When our one-year-old son Russell doesn’t want his diaper changed, or doesn’t want us to put on his clothes, or doesn’t want to get in his car seat, he can put up quite a struggle for a 20-some pounder. Gabby, our au pair, will often say in her Chinese accent, “Baby, don’t struggle,” when trying to get his diaper on or a shirt over his head. It’s so cute how she says that phrase, and when I hear her, I wonder if God ever says something like that to me.
When Russell struggles against something that is so obviously good for him, I wish I could communicate in a way he could understand. … “Baby, this seatbelt will keep you safe,” I might say, and he would smile and calmly settle back against the seat… I suppose he will learn as he grows.

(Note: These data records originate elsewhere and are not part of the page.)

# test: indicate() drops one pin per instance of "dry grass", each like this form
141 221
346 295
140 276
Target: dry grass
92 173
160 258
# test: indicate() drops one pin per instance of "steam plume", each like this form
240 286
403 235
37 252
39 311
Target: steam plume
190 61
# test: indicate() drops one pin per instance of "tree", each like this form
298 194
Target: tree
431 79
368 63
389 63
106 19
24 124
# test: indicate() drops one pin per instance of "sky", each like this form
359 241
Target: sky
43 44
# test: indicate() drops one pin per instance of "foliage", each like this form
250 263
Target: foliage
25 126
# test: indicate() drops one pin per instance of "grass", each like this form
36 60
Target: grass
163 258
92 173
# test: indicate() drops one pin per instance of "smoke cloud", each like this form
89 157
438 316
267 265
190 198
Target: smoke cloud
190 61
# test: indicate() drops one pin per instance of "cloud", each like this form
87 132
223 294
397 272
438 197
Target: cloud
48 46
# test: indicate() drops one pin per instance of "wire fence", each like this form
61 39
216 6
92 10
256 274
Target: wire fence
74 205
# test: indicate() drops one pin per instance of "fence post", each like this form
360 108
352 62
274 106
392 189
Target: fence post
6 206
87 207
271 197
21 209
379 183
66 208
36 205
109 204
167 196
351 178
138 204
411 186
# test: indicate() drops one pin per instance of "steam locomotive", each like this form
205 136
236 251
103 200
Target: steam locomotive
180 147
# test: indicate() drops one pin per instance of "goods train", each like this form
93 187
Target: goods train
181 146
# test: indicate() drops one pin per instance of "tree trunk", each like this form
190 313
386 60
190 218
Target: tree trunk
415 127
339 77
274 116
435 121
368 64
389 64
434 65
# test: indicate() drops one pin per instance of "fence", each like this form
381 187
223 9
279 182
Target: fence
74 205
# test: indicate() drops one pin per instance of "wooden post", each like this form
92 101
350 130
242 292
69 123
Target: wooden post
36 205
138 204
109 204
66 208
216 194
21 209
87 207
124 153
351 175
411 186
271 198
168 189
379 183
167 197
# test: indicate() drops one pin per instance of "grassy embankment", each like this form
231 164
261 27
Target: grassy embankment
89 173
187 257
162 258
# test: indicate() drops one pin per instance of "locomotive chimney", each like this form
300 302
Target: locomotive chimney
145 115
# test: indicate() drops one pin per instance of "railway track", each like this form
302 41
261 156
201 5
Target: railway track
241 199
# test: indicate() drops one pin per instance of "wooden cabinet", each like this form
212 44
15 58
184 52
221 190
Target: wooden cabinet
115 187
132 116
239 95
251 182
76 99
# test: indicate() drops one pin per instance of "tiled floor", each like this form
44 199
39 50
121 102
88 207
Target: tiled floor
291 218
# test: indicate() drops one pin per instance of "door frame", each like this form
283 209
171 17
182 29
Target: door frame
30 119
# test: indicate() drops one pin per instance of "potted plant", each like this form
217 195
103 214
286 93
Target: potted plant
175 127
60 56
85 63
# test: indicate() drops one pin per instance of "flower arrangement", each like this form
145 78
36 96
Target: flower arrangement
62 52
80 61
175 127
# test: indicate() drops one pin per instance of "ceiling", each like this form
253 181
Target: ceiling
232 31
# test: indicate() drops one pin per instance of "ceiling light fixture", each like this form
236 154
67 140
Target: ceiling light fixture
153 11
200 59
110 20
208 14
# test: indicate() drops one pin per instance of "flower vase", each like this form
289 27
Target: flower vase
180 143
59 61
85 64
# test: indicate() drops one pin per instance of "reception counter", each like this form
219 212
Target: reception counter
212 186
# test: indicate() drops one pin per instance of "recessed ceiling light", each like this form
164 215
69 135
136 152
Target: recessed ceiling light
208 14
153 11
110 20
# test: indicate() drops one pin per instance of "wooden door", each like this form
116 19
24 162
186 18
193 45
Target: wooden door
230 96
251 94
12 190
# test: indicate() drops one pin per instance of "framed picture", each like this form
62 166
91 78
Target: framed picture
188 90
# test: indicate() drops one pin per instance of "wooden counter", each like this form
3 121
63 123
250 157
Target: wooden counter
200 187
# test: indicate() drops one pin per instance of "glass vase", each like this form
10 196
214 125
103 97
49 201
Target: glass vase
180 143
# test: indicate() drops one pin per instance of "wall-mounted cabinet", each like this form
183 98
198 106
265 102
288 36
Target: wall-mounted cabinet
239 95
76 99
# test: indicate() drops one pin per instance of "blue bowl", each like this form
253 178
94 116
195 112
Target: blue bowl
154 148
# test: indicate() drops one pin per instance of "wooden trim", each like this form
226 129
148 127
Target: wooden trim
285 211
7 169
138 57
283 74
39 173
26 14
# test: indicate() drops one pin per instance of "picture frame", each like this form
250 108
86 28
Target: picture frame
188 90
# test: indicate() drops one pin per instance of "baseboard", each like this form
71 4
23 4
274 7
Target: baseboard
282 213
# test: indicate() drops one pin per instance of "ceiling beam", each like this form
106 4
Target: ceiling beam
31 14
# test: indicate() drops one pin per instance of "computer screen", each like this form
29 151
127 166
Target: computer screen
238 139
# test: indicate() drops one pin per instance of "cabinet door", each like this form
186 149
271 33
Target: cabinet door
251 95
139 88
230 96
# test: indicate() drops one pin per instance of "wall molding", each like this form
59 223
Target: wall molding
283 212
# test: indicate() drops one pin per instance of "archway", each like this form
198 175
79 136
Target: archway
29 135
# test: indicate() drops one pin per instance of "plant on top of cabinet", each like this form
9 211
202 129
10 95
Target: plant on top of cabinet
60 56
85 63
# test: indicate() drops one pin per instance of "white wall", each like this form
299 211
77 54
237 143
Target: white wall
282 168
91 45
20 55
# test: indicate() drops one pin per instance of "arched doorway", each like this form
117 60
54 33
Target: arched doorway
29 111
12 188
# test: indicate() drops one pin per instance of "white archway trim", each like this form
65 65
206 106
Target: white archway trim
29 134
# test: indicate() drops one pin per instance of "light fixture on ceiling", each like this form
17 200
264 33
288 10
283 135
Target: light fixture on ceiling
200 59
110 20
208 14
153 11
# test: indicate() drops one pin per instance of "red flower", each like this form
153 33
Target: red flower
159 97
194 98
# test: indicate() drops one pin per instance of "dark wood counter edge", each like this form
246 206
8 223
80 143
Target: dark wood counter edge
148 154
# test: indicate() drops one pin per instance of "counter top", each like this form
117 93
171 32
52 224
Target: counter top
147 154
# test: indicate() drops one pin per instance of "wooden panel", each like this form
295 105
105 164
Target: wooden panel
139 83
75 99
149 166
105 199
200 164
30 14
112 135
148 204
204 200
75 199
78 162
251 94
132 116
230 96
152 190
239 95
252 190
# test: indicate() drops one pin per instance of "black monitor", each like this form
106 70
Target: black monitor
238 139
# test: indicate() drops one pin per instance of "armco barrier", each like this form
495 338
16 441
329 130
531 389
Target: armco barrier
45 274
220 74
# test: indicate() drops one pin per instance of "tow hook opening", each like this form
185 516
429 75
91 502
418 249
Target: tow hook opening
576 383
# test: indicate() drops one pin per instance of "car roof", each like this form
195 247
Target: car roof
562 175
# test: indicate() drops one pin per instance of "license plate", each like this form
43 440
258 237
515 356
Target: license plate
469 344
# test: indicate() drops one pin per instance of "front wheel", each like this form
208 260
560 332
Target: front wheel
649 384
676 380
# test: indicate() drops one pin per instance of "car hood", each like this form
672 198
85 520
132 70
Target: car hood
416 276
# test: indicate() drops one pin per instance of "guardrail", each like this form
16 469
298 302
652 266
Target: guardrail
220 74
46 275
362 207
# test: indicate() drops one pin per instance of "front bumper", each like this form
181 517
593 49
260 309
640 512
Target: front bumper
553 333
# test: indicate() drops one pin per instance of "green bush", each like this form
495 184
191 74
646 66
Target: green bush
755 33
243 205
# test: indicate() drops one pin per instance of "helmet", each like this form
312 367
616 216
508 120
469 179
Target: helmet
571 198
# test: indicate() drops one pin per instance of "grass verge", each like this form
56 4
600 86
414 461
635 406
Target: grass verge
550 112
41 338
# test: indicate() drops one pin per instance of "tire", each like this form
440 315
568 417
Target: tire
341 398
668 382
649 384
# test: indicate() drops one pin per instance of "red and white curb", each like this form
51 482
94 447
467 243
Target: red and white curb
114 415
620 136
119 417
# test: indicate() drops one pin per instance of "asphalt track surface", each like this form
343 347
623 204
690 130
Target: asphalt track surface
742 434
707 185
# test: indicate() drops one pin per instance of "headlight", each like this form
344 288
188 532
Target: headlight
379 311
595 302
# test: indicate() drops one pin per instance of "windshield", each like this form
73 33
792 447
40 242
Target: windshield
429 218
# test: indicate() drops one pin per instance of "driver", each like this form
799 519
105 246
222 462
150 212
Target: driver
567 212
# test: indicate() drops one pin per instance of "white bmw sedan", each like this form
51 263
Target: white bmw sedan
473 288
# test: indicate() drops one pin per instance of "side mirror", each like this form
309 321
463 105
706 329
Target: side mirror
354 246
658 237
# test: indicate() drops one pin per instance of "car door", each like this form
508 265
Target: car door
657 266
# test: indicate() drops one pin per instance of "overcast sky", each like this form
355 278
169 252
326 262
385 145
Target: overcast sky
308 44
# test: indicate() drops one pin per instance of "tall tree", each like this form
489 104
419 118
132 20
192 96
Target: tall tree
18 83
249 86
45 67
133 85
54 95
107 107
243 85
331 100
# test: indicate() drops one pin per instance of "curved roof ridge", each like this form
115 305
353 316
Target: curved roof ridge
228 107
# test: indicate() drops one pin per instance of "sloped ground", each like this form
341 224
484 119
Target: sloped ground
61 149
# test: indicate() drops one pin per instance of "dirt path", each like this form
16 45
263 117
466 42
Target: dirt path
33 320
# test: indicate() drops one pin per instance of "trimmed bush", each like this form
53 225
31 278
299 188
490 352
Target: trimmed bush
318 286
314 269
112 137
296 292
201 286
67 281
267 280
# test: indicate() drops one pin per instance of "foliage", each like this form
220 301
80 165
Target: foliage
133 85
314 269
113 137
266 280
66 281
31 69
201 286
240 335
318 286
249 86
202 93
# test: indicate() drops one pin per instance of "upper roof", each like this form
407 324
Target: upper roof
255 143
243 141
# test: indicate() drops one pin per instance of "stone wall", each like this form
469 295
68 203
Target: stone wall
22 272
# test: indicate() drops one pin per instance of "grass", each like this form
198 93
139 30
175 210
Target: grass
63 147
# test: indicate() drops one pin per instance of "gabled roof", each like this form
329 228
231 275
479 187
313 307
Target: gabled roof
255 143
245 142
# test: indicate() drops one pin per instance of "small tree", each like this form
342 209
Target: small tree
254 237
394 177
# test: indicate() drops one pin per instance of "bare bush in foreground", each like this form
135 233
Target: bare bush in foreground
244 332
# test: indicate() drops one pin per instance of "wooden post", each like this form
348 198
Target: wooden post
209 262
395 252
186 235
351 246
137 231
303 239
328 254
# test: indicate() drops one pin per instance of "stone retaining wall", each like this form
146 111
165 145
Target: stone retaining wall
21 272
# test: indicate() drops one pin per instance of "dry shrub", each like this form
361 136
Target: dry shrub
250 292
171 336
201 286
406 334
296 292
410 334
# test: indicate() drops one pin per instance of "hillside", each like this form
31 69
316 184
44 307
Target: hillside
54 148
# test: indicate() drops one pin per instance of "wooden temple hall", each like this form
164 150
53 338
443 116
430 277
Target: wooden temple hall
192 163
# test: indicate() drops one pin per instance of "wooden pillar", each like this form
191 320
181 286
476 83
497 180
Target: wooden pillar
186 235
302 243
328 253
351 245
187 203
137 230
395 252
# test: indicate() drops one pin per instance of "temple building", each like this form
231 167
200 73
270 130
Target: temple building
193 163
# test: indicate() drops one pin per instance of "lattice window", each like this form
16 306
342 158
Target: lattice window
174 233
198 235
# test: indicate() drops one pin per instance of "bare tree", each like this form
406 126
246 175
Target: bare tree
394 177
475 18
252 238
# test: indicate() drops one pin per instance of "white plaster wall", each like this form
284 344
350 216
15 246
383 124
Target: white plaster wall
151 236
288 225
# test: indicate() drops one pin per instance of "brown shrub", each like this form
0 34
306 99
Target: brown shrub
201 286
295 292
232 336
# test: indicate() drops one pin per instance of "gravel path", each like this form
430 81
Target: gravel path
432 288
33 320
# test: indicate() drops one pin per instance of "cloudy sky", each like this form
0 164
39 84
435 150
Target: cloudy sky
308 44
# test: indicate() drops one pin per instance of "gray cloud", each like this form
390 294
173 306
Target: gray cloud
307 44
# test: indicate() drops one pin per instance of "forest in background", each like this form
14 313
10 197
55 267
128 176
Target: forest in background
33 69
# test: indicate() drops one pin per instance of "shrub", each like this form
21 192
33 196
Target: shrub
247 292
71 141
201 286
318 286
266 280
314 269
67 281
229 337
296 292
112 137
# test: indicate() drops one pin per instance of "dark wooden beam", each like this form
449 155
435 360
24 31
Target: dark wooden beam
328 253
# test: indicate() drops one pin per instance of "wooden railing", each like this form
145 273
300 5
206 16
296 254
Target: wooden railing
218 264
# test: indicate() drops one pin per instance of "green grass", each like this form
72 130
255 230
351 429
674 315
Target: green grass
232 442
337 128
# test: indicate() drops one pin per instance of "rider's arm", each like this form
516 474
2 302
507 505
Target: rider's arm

I wonder if when I struggle, God longs to communicate his heart to me in the same way I long to communicate with Russell. …“Baby,” he might say, “don’t struggle with fear because I’ve got the whole world in my hands. Baby, don’t struggle with concerns about what others might think because the only one who matters has already weighed in and is absolutely crazy about you. Baby, don’t struggle to prove yourself right or influential or put-together or justified because if I am for you, then who can be against you?”… And I would lean back against his promises and rest.
I suppose I’ll have to learn as I grow too.